SATAS offers certification and inspection services for the timber, chemical, metallurgical and plastic pipe industries. Stears also issues a word of caution with respect to manufacturing and using this material correctly and according to national regulations.
“Unfortunately, not many people know how to use structural laminated beams properly, and in some instances they are used in structural applications for their aesthetic appeal without any consideration for their load bearing ability or capacity,” he remarks.
Random tests conducted on laminated timber beams at the University of Pretoria by Professor Walter Burdzik revealed that a large percentage of such laminated timber beams did not comply with the MOR (i.e. bending strength) and MOE (Modulus of Elasticity) requirements for stress grade five as published in SANS 10163 parts one and two, which govern both the allowable stress design and limit-states design of the structural use of timber.
A laminated timber or ‘glulam’ beam is an engineered product made up of layers of wood (usually pine or eucalyptus) that have been glued together with an approved adhesive specifically designed for structural applications. The various components that go into making a laminated timber beam must meet certain requirements prior to assembly.
Firstly, proper drying, grading/selection and machining of the timber to be used are very important considerations. The finger joints in boards to be used in laminated beams must also comply with the requirements set out in SANS 10096, which governs the manufacture of finger-joints in structural timber.
Furthermore, the adhesive used to bind the wood together must be selected for the appropriate application class for which the laminated timber beam will be used. Adhesive systems are specially designed for use in these specific application classes, which range from exposed exterior to interior dry.
“A structural beam manufactured with adhesive designed for interior dry use will not last long if used in an exterior application. Proper manufacturing process control is vital, as the use of the correct adhesive and timber will prove worthless if not correctly applied,” Stears remarks, adding that, “Important factors and conditions, such as timber moisture content and adhesive manufacturer requirements, like press time, pot life and spread rate, are vital to ensure a quality end product.”
Once the manufacturing process is complete, grade compliance needs to be established or verified. This is achieved by means of a proof load test, which records the relevant data to determine compliance with the grade requirements on strength and MOE. Once this has been completed, adhesive bond integrity tests are performed on small samples to determine compliance in the total manufacturing process.
“It is important to note that all timber used for structural purposes in South Africa must meet the strength requirements for stress grade five as a minimum, which means that any timber, including laminated timber units, that does not meet the relevant grade requirements is not appropriate or safe for use as structural timber,” says Stears. “Only a few laminated timber manufacturers in South Africa are certified by an accredited product certification body, like SATAS and the South African Bureau of Standards (SABS), for the manufacture of laminated beams to the requirements of SANS 1460 for laminated timber.”

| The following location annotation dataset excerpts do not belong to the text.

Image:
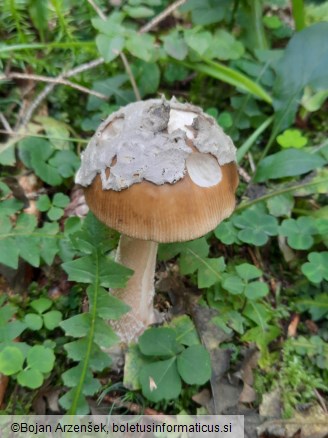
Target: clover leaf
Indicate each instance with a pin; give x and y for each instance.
(299, 232)
(227, 233)
(50, 319)
(292, 138)
(28, 365)
(255, 227)
(316, 269)
(55, 208)
(239, 284)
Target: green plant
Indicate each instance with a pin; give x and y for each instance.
(95, 268)
(40, 361)
(164, 358)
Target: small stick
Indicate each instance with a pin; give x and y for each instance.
(131, 77)
(5, 123)
(95, 63)
(57, 80)
(97, 9)
(160, 17)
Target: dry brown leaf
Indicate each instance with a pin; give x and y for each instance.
(271, 404)
(292, 328)
(310, 424)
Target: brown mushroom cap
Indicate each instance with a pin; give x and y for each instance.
(161, 171)
(165, 213)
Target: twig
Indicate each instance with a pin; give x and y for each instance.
(83, 67)
(121, 54)
(48, 89)
(36, 102)
(5, 123)
(321, 400)
(57, 80)
(160, 17)
(93, 64)
(131, 77)
(132, 407)
(97, 9)
(244, 175)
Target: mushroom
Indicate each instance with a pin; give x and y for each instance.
(156, 171)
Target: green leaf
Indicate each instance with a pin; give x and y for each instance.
(299, 232)
(194, 365)
(134, 363)
(318, 307)
(159, 342)
(84, 270)
(48, 244)
(66, 162)
(257, 313)
(256, 227)
(262, 336)
(233, 284)
(292, 138)
(111, 26)
(205, 11)
(198, 41)
(305, 62)
(109, 47)
(77, 326)
(104, 335)
(108, 306)
(60, 200)
(191, 253)
(230, 76)
(175, 45)
(160, 380)
(41, 359)
(71, 378)
(52, 319)
(9, 253)
(98, 358)
(41, 304)
(316, 270)
(55, 213)
(248, 272)
(185, 330)
(82, 406)
(209, 272)
(256, 290)
(291, 162)
(224, 46)
(57, 131)
(227, 233)
(142, 46)
(138, 12)
(234, 320)
(281, 205)
(33, 321)
(30, 378)
(110, 87)
(6, 313)
(11, 330)
(11, 360)
(147, 75)
(35, 152)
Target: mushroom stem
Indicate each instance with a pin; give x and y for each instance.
(140, 256)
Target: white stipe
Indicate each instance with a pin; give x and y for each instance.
(203, 169)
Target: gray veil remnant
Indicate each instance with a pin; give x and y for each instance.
(157, 171)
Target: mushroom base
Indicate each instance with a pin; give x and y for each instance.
(140, 256)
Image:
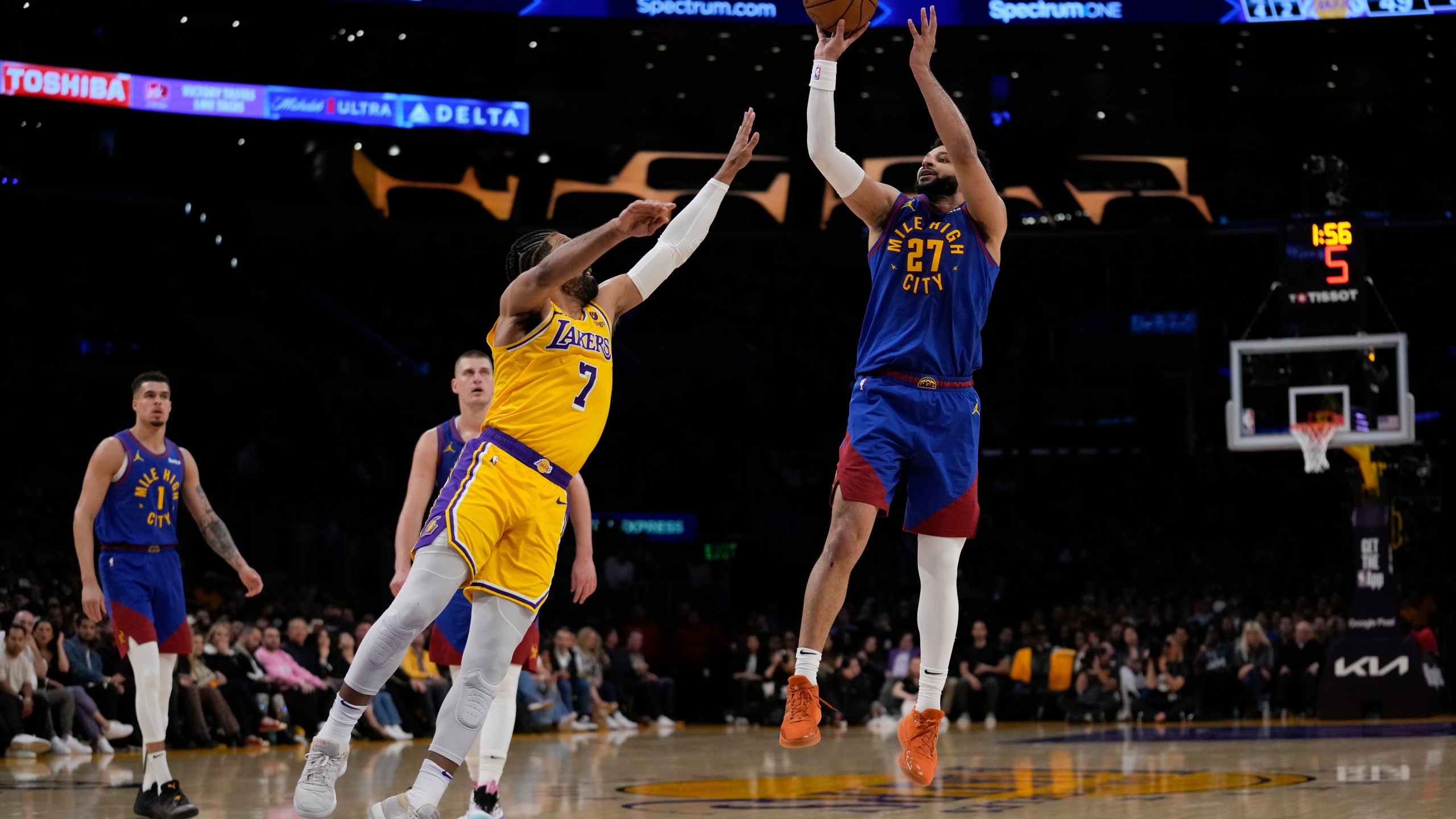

Note: Both SATAS and the SABS are the only two bodies accredited by the South African National Accreditation Systems (SANAS) to carry out certification on structural laminated timber.
Certified laminated timber beams are manufactured under controlled conditions and processes, and have to be marked with certain information, such as the stress grade, certification mark of the certifying body, trade name (of the manufacturer) and application class (interior or exterior).
According to Stears, “The manufacture of structural laminated beams in compliance with SANS 1460 is a costly process, which is why some unscrupulous contractors may make use of inferior imported or ‘backyard’ products that do not meet the required standards for strength or quality for structural applications. The knock-on effects of this are potentially devastating.”
“If a cheaper alternative product is used, failures could result, but these would more than likely only occur a few years after construction, and in most instances responsibility of repair and related costs would befall the unsuspecting owner,” he says.
“Laminated timber is a viable resource and an intelligent choice for structural construction applications, but the use thereof without traceability and product certification is a recipe for disaster,” Stears affirms. “While the informed homeowner or project developer can aid in the demand for above-board product, it is ultimately the responsibility of architects, designers and engineers to insist on certified laminated timber beams for use in structural applications,” he concludes.